[Looking for Mr. Goodbar spoiler, my version]
Before that final shot, Keaton’s character is brutally assaulted. The scene is extremely intense, and was almost unbearable to watch.
[Looking for Mr. Goodbar spoiler, my version]
Before that final shot, Keaton’s character is brutally assaulted. The scene is extremely intense, and was almost unbearable to watch.
No problem with that scene. I think it’s because it was so far into the grotesque that it didn’t seem real. Therefore, not as icky as the hand thing.
Obviously, YMMV and all that.
The rape scene from Irreversible. That remains the only scene in any movie that I’ve ever seen that I had to turn off. I could never sit through that scene again.
Watchmen - The hands being sawed off scene. Saw it coming and without even thinking about it closed my eyes for several seconds.
I don’t do barf well. So, Mr. Creosote from *Meaning of Life *is right out. So is the pie-eating contest in Stand By Me.
Yeah, this one. I watched the rest of that movie from another room after that scene.
I don’t think I’ve ever actually covered my eyes while watching a movie, I usually just leave the room instead. Any movie with a rape scene, for instance, usually has me suddenly finding an excuse to be somewhere else.
When I was a kid I always had to leave whenever Judge Doom takes off his sunglasses in Who Framed Roger Rabbit? God, those bulging eyes. Shudders
I also have to leave whenever I see the scene in Return of the King where Gollum dumps their food and blames Sam, and Frodo sends him home. That’s for a very different reason, though (in that it makes me so angry that I always want to yell at my TV screen).
I do agree with whoever mentioned the jaw-and-curb scene in American History X. I handle the rape scene better than that one (and as I mentioned above, I HATE rape scenes).
Actually I lied, I did cover my eyes for something, but it was for a TV show, not a movie. When I was little, I always hid my face whenever the aliens (the ones that go “yip yip yip”) appeared on Sesame Street. They scared the crap out of me for some reason. Actually, I still think they’re a little freaky-looking.
The American History X scene for me, too. I shrieked too. It’s so horribly real, yet unthinkable.
Sorry, but for a lot of these scenes, my reaction was “Oh, wow, cool!”, which depending on the situation, might be followed by, “Can we wind that back and see it again?”

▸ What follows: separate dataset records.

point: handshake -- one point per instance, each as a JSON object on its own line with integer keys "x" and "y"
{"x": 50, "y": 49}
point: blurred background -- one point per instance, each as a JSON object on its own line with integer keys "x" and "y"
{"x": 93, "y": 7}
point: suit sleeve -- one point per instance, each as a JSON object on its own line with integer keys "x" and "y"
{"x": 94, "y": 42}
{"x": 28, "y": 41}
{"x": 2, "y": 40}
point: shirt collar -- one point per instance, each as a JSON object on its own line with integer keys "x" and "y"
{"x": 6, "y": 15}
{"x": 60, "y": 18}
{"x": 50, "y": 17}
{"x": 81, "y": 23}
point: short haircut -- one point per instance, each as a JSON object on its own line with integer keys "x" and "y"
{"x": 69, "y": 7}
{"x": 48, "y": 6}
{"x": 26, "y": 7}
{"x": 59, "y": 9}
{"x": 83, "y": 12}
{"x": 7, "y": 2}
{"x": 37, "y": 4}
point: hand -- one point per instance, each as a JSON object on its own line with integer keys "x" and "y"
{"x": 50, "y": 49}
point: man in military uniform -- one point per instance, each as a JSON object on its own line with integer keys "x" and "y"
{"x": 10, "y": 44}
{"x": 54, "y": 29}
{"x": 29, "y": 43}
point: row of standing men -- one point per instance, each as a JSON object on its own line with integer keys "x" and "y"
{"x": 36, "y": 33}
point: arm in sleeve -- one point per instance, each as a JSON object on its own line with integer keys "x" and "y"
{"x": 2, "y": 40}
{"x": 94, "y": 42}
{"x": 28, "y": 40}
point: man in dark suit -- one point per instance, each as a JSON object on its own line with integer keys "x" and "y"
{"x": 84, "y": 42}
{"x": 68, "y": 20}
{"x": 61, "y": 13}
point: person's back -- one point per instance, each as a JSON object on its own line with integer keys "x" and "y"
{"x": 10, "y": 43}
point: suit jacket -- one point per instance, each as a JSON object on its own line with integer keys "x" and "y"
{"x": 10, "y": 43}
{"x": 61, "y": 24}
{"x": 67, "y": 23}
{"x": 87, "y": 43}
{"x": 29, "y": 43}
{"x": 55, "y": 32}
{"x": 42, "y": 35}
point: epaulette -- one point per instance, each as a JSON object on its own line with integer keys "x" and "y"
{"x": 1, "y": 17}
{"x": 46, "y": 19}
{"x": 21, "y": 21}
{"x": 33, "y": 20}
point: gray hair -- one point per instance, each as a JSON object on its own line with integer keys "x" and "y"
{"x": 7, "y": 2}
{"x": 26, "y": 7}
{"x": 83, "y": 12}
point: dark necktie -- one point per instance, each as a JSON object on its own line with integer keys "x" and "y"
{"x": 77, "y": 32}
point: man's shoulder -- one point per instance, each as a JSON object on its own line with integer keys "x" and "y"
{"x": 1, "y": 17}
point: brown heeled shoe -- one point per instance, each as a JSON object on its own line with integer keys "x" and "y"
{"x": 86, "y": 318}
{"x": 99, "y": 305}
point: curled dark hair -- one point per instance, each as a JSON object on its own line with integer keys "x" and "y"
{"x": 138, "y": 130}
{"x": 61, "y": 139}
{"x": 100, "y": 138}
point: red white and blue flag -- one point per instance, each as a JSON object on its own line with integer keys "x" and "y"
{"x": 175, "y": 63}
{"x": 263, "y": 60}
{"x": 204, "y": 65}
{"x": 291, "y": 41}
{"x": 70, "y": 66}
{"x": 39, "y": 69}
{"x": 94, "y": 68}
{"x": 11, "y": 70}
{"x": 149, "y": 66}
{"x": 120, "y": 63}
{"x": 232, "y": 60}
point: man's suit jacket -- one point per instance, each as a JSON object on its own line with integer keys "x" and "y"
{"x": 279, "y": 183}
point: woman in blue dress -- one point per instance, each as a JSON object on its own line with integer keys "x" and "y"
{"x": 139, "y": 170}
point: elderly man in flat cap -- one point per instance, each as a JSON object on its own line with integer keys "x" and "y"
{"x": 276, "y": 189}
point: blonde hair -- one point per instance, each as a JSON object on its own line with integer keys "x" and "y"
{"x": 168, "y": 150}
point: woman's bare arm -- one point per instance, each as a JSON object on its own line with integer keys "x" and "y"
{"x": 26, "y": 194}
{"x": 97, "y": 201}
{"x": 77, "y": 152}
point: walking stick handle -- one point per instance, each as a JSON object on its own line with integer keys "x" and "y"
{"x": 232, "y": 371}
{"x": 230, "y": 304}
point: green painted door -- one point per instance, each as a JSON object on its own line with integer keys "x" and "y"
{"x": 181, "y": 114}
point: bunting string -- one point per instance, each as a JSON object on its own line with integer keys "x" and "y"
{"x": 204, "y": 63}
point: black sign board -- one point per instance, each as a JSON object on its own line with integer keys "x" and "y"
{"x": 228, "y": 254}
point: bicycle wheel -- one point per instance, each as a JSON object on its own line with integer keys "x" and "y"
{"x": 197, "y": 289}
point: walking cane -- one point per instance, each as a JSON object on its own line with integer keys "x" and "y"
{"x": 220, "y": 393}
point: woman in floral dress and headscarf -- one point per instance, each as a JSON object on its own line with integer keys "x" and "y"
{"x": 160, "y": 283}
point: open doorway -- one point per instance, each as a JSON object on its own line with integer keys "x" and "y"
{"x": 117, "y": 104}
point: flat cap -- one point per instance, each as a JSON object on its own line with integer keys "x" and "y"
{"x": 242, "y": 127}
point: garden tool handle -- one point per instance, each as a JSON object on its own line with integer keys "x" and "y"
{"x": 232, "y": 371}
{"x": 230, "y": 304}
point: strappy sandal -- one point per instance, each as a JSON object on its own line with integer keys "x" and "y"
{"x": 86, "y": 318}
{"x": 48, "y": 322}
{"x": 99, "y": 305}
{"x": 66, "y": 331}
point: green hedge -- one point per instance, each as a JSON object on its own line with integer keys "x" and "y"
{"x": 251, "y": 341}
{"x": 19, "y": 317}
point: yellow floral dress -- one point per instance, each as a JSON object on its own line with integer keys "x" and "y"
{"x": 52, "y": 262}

I loved the “cable scene” at the beginning of Ghost Ship, as well as the exploding head scene from David Cronenburg’s Scanners.
I did find Hostel II a bit unsettling, but more for the idea behind it than anything else, that people would pay to torture someone else just for kicks.
Real life is far worse than anything you could see in a movie. The hostage beheading videos, people jumping out of the windows at the WTC on 9/11 were far worse than anything a movie maker could come up with.
I don’t really turn away from scenes, I’m as likely to be saying ‘that’s not real blood, it’s not even a realistic fake,’ having said that, the slow death scene in Saving Private Ryan noted above was the one that stuck with me.
If I’d been a participant in all the violence in that movie, I imagine that’s the event I’d still see in my dreams.
Probably every third-or-so scene of Return to Oz.
Boy, the Disney Channel sure knew how to pick 'em back when I was a kid. :eek:
The same scene in the graphic novel was better…if you don’t like saws. They use an arc welder. And don’t bother cutting the guy out of the way.
I came in here to say this. I couldn’t watch that part, and turned the channel during the scene in the drugstore. That’s one movie I really would rather not watch again.